Another point, which is directly related to the above and which I found interesting, is the assertion that Somaliland is hiring international lawyers to take the UN into court for not, ostensibly, recognizing Somaliland. This is absurd and unrealistic. If Somaliland manages to achieve that, I bet, it will set a unique historical precedent in international law and international relations.

Thirdly, the notion that the republic of Djibouti opposes Somaliland and works towards its destruction because of 'economic rivalry', between the two countries vis-à-vis Ethiopian trade relations, is simplistic at best and misleading at worst. Djibouti is the shortest gateway of Ethiopian goods to the sea, which Somaliland is not, and Djibouti has a long railway link with Ethiopia, which Somaliland has not. Thus in economic terms, Ethiopia's preferences should be as clear as crystal.

Besides, if Ethiopia feels to diversify its access points to the sea, to break away from any possible Djiboutian monopoly on its goods, it could do so by striking agreements with Kenya for the use of Mombassa port, with Sudan for the use of Port Sudan, with Eritrea for the use of Assab and Mussawa ports, all three states having recognized governments, and all competing with a possible Ethiopian use of Berbera port. Does it follow then that the republic of Djibouti will have to work for the destruction of all these countries because they could compete with Djibouti for servicing Ethiopian goods?

Still, if strong and unified state of Somalia emerges, which incidentally the republic of Djibouti campaigns for, will there be any obstacles preventing the said state from granting Ethiopia the use of Berbera port? Not at all. Therefore, we have to find other explanations other than the deterministic single-factor analysis of 'economic rivalry' for dooming the state of relations between the two countries.
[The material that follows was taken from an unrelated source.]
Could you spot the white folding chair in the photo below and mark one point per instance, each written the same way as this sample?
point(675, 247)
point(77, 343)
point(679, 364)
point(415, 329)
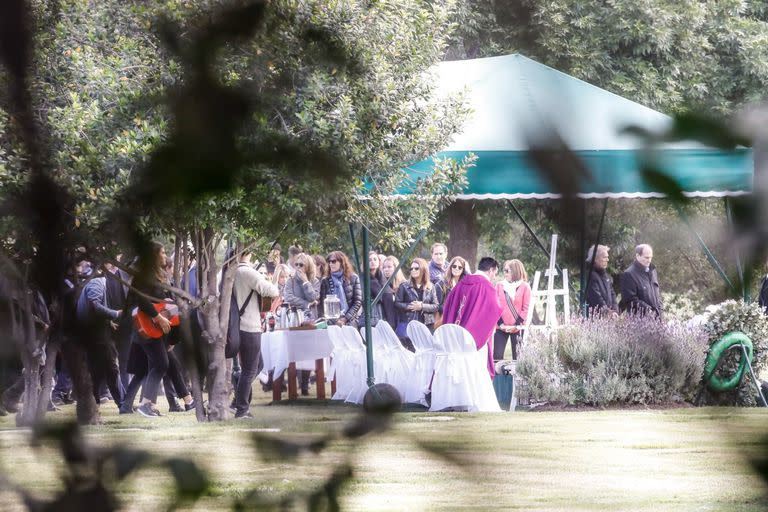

Fourthly, I do not agree with the notion that president Riyaale's trip to Djibouti did not serve the interest of the country.

In international relations, states are neither permanent enemies nor permanent friends. Furthermore, the fact that two states are not in good terms does not preclude them from talking to each other. Look at the current situation between the two Koreas, the Palestinians and Israelis, the Indians and the Pakistanis.... All those sets of states regard each other as enemies, but they keep on interacting diplomatically, to reach mutual common grounds.

Now, how about Somaliland, which is not recognized by a single state in the international community? Can it afford to isolate itself from the countries of the sub-region? How can it expect to secure international recognition while it cannot establish workable relations with its neighbors?

Somaliland should not only go to the Republic of Djibouti, but it should also go to the Sudan, to Eritrea, to Uganda and to Kenya. Let us be realistic. Do we have to confine ourselves to the one-directional security-oriented relations with Ethiopia? What tangible benefits accrued to us from our long love relationship with Ethiopia? Not that much, I suspect.

And finally, in one paragraph of his paper, Mr. Qaraami decried President Riyaale holding a secret meeting with President Ismail Omar Ghelle, with no one else attending the meeting. I wonder if there is anything in the constitution of the country that prevents him from doing so? Since when did we start suspecting about his motives, after all this was his first trip abroad as the President of Somaliland? Whom did Qaraami feel to have attended the said meeting with the president? The two ministers that he presented in another part of his paper as untrustworthy? Or you and I, perhaps?